I ran over to my Dad and told him that I thought I had just seen Bobby Orr. My Dad didn’t even look up from his newspaper. "Why would Bobby Orr be here?" he said. He wasn’t being sarcastic--simply, in his mind, realistic. Kids, after all, are prone to dramatize.

But I knew the Bruins were playing the Leafs in Toronto the next (Saturday) night, so I knew that Orr could be in Toronto, at least.

I went back to eavesdrop on the group’s conversation. Just at that moment, the young guy started to pull away from his friends, and I heard someone say, "See you, Bobby".

That was all I needed to hear. I hustled over to my father and announced what I heard, and pleaded with him to at least check this guy out. By now, even my Dad was sensing I may not be crazy. It so happened that the young fellow had to work his way through a crowded hall and walk by us to get to the exit.

It was a moment I no doubt sized up as a once-in-a-lifetime fluke that would not ever come my way again. With my hopeful eyes on the fast-developing situation, my Dad rose to the occasion and gently, but firmly, grabbed the young man by the arm as he hustled by.

"Excuse me", my Dad said to him. “This young man here thinks he knows you. Do you mind if I ask you your name?”

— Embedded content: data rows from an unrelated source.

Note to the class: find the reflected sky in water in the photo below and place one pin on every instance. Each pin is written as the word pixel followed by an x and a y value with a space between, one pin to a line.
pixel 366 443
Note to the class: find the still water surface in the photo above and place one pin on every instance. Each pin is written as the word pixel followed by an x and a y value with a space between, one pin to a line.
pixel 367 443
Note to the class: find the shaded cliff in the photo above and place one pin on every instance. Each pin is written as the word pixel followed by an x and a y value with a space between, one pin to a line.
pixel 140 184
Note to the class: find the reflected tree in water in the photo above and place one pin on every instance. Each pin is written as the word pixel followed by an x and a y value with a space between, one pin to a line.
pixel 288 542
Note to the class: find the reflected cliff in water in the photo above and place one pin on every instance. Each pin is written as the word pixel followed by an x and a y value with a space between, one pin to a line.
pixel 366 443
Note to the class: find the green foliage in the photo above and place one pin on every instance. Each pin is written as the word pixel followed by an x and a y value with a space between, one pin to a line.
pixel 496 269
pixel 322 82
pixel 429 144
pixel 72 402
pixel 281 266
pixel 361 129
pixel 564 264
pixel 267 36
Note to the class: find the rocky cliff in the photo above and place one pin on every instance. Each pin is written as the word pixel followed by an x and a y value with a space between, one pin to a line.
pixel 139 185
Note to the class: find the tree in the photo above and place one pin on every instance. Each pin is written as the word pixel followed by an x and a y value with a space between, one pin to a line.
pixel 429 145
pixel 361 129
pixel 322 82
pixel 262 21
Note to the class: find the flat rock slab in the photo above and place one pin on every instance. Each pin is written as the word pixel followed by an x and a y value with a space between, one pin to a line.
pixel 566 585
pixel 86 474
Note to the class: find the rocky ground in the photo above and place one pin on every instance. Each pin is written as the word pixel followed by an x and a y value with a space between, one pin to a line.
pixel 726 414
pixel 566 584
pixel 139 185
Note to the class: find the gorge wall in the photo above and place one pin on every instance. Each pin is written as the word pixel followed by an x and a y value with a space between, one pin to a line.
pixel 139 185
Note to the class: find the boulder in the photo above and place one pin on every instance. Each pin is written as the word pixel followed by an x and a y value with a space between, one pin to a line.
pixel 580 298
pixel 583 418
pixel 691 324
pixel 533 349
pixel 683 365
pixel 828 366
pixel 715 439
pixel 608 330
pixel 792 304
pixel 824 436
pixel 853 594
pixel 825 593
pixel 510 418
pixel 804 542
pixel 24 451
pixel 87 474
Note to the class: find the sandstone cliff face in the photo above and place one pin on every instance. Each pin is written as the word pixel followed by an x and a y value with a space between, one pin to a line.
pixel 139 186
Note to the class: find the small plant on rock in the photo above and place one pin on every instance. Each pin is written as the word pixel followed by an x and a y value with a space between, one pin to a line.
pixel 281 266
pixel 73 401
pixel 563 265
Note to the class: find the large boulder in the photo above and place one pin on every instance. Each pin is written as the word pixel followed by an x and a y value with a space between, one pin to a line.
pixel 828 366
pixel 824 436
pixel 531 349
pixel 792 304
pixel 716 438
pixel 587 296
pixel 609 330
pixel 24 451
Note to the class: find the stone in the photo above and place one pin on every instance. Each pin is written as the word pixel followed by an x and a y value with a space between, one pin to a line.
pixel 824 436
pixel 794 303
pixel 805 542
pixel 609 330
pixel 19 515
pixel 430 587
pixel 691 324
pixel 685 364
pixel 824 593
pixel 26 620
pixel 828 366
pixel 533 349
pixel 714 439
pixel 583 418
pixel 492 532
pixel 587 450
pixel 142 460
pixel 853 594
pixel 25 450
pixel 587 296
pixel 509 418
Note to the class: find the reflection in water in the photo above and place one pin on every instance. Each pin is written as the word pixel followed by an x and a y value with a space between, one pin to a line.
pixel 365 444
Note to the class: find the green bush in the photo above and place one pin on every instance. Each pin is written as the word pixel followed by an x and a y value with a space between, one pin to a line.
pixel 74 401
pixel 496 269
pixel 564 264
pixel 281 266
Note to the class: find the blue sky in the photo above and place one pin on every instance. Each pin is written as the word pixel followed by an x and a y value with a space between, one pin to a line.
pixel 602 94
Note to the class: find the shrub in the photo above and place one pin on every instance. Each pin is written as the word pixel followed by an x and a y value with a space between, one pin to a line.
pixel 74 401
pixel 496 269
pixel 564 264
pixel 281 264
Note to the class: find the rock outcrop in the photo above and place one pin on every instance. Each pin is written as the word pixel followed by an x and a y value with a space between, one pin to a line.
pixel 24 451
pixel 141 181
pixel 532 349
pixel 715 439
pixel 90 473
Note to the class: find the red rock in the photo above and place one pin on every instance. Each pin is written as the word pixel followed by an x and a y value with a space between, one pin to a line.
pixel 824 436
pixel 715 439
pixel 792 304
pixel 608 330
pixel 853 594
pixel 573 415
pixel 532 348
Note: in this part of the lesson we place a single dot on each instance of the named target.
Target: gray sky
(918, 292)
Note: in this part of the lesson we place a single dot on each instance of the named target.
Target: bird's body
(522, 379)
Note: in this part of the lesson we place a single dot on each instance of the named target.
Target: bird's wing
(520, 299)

"Bob Orr", came the reply.

I’d hit the mother lode. My Dad said, "Shake hands with my son". I shook Orr’s hand, who was quiet, and gracious. He was only 5 years older than me, but honest to God, I might as well have been meeting Jesus. It was that big a deal to me.

When we had driven back to my older sister’s home (she lived in Mississauga, as I recall, though it wasn’t called that in those days, it was probably Port Credit) I thought not about my brother’s hard-earned academic achievement, which was the reason for our rare visit to the big city but about meeting the best young hockey player I had ever seen (and as it turns out, would ever see).

I joked about never washing my right hand again, and probably didn’t, for a time.

Certainly there are athletes today who are gracious and humble, and would be so in meeting a young admirer. But all too often you have to stand in line and then pay for the honor.

The world has changed in the last 40 years. Attitudes, media, technology, money.

Oh well.

It was nice to read about Orr’s comments on his special night in Oshawa. A man of 60 now, but still publicly humble and gracious.

Maybe Sean Avery will be that way 30 years from now. But if so, he’s got a long way to go.